You can also use the wheel to plot the leadership behaviors valued by your organization. If a leader performed only the behaviors rewarded by the organization, what would that profile look like? Comparing that profile to your self-ratings may help you recognize where your personal values and beliefs correspond or collide with those of your organization.

“THE DAY SOLDIERS STOP BRINGING YOU THEIR PROBLEMS IS THE DAY YOU HAVE STOPPED LEADING THEM. THEY HAVE EITHER LOST CONFIDENCE THAT YOU CAN HELP THEM OR CONCLUDED THAT YOU DO NOT CARE. EITHER CASE IS A FAILURE OF LEADERSHIP.”

— COLIN POWELL

THE SKILLSET for BUILDING AND MAINTAINING TRUST

You may have noticed in completing the wheel that each of these capabilities is important; at the same time there are inherent conflicts between and paradoxes among them. Why is that?

It's complicated. It's simple.

In the face of change and turmoil, people look for leaders who are simultaneously strong and vulnerable, heroic and open, demanding and compassionate. Managing those opposing demands can feel impossible. Finding the right behaviors, tone, and style requires blending characteristics that appear paradoxical but nonetheless coexist and complement one another. The “right” balance varies by situation and point in time.

In times of transition, be alert to signs that your leadership balance is off-center. This is when authentic leaders recalibrate so that none of these twelve competencies are overly exaggerated or overly downplayed and trust can be maintained.

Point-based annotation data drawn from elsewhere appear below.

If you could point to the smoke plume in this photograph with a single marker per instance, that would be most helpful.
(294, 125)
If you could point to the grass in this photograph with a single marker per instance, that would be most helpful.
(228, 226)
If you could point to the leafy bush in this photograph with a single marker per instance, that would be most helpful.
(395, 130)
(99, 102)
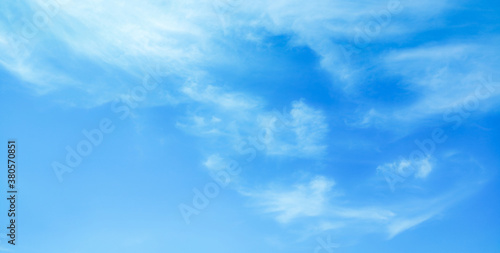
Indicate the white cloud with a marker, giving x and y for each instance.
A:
(404, 168)
(300, 132)
(303, 200)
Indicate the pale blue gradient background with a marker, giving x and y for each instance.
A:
(224, 67)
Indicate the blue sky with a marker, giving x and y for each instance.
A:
(233, 126)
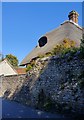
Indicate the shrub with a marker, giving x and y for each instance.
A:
(81, 83)
(29, 67)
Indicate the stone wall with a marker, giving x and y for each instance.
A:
(59, 79)
(9, 84)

Consider these tips in relation to when you may be likely to experience an imbalance in your approach:

CATALYZING CHANGE VERSUS COPING WITH TRANSITION

Be genuine. Make more of yourself available. Let people see who you are in times of stress, crisis, and change, when sensitivities are heightened. Let down the managerial guard you have kept over the years and be real with people. You may feel vulnerable, but masking this rarely fools people and your self-protective efforts will only erode trust.

URGENCY VERSUS PATIENCE

Don't squash resistance. Instead, process it and look for useful information in the way people resist change and transition. The nature of resistance can inform you about what people value and what they are afraid of losing. That needs to be acknowledged rather than swept aside.

TOUGHNESS VERSUS EMPATHY

Pay attention to unintended consequences. Always ask what the fallout might be from any decision. Negative consequences must be weighed against positive long-term impact. Dilemmas reign supreme during transitions because no single answer can satisfy all of the complexities of organizational problems. Informed choices, even trade-offs, will at least be better understood by those affected.

REALISM VERSUS OPTIMISM

Seek to understand obstacles from other perspectives. Don't overdo optimism and self-confidence to the point of not recognizing genuine barriers or mistakes. Use candor to cultivate trust and respect. Telling the truth is a springboard for creative strategies and renewed energy.

SELF-RELIANCE VERSUS INTERDEPENDENCE

Open up. Seek out a few trusted colleagues with whom you feel safe discussing your work and your leadership role. Build a network of peers with whom you can go offline and talk. Use these connections to raise unresolved issues or to vent some of your personal frustrations. There is power in learning to be situationally vulnerable about fears, concerns, and mistakes. Don't play superhero.

CAPITALIZING STRENGTHS VERSUS GOING
AGAINST THE GRAIN

Encourage new thinking. Honor and reward those willing to put time and energy into novel solutions—even when their attempts might be incremental, expansive, tried before, rule challenging, or just plain illogical. Question people respectfully with the goal of mining any and all aspects of their ideas. Are there pieces, concepts, or perspectives that may shed new light on the issues?

KEY TAKEAWAYS in BUILDING AND MAINTAINING TRUST

  • RECOGNIZE THE DIFFERENCE BETWEEN CHANGE AND TRANSITION.
  • BALANCE CATALYZING CHANGE WITH COPING WITH TRANSITION.
  • BALANCE SENSE OF URGENCY WITH REALISTIC PATIENCE.
  • BALANCE BEING TOUGH WITH BEING EMPATHIC.
  • BALANCE OPTIMISM WITH REALISM AND OPENNESS.
  • BALANCE SELF-RELIANCE WITH TRUSTING OTHERS.
  • BALANCE CAPITALIZING ON STRENGTHS WITH GOING AGAINST THE GRAIN.